To be sure, Intraware is also getting credit these past few weeks for a
savvy purchase or two in the field of commercial commerce. Intraware
this autumn agreed to buy BITSource, a developer of Internet-powered
license delivery supplier, and Internet Image, an Internet-driven
application deployment and management company, for cash and stock.

Intraware shares have risen as high as 34 5/8 from 18 just seven trading
days ago -- yet still trade below the early promise they showed soon after
the IPO.

Jackson's company now handles software upgrades for entire companies,
like Netscape, via online delivery or computer discs. "The challenge four
years ago, when we started, was to send 4 gigabytes over the Internet,"
he recalls wistfully.

Can Intraware, whose market capitalization of $780 million or so is 10
times a yearly revenue run rate of $80 million, maintain momentum?

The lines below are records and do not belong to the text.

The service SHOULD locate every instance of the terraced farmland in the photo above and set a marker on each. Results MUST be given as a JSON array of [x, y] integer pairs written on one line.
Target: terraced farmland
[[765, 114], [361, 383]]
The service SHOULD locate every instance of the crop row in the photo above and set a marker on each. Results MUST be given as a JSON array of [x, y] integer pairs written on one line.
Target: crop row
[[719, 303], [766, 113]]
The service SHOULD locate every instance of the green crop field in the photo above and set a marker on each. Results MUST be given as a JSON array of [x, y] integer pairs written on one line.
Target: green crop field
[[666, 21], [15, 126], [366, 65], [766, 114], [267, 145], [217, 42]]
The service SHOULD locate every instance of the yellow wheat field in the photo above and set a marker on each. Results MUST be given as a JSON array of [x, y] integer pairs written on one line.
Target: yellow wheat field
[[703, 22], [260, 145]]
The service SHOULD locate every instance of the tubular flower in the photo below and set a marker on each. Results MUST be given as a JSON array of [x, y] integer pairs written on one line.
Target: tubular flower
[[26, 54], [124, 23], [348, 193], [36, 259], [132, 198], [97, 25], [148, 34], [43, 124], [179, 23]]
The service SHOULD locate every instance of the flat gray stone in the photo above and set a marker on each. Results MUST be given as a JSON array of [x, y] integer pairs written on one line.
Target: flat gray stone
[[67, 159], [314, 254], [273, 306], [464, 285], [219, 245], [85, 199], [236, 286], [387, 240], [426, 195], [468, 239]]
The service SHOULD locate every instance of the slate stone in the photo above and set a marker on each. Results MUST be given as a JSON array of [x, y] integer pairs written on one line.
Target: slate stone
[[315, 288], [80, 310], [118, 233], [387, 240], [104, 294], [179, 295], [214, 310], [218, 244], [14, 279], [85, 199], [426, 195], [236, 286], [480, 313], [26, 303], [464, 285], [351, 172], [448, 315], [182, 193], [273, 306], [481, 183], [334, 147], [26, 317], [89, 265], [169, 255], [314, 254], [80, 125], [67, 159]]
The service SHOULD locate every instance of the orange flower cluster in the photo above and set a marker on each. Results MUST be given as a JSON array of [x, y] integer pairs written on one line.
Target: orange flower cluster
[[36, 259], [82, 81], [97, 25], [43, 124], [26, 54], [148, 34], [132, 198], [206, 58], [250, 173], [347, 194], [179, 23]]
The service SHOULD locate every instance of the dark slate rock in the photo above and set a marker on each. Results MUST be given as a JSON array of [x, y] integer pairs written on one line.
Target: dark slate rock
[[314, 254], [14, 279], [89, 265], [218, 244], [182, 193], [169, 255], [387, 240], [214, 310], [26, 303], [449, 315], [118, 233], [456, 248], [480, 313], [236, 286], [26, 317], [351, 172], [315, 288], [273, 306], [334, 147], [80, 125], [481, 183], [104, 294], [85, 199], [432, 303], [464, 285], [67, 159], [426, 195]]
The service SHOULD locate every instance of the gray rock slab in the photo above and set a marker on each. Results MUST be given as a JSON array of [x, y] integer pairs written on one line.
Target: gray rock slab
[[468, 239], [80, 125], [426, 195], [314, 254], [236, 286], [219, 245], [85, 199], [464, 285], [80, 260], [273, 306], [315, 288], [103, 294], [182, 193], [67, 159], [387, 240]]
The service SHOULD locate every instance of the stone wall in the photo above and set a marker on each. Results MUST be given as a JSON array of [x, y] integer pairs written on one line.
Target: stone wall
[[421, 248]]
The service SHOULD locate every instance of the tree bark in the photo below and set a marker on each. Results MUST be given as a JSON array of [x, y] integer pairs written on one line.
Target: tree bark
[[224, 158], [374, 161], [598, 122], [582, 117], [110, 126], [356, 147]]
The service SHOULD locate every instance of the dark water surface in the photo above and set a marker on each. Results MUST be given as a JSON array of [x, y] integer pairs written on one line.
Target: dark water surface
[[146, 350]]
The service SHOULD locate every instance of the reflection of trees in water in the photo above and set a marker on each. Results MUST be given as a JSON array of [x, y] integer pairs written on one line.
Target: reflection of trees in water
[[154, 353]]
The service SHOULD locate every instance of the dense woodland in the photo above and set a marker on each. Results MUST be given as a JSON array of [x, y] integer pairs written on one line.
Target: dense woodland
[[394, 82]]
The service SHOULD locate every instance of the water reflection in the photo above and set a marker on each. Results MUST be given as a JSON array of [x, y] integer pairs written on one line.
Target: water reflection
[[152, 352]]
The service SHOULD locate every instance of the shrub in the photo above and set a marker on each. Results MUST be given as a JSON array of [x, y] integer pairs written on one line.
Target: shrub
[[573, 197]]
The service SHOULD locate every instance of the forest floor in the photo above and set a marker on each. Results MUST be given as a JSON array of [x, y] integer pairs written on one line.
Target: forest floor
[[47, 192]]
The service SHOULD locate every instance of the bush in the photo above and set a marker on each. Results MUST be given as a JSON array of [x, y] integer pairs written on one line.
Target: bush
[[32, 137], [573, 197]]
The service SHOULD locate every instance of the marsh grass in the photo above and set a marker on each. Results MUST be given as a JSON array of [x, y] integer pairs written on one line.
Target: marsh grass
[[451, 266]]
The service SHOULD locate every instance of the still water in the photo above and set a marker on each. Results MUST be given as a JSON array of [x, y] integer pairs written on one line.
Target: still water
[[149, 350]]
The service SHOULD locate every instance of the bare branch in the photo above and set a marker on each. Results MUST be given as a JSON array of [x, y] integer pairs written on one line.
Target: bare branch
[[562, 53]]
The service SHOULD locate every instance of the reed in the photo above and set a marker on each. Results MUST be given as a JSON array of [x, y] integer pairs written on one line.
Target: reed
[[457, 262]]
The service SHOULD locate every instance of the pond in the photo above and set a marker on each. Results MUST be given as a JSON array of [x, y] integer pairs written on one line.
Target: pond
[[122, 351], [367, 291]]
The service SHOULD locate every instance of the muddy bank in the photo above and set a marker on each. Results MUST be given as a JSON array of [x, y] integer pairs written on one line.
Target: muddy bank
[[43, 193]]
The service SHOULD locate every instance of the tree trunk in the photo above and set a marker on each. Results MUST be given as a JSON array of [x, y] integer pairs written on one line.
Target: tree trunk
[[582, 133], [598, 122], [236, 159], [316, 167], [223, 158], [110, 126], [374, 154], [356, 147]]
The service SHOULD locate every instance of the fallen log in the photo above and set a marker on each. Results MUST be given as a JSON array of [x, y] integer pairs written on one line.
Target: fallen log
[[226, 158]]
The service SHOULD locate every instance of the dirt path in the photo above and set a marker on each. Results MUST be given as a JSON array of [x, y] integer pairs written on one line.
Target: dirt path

Jackson says the business of managing the software process for
corporations is still in its infancy. The CEO and president is not worried
about efforts by large enterprise software companies to attract customers
with full-page newspaper ads promising deep savings on company
software purchases and maintenance.

"SAP (SAP: news, msgs) and Oracle (ORCL: news, msgs) and
PeopleSoft (PSFT: news, msgs) are famous for saying they have the
technology . . . and then they keep you waiting for the technology,"
Jackson said.

Intraware shares Tuesday, after this article was published, rose 7 to 37.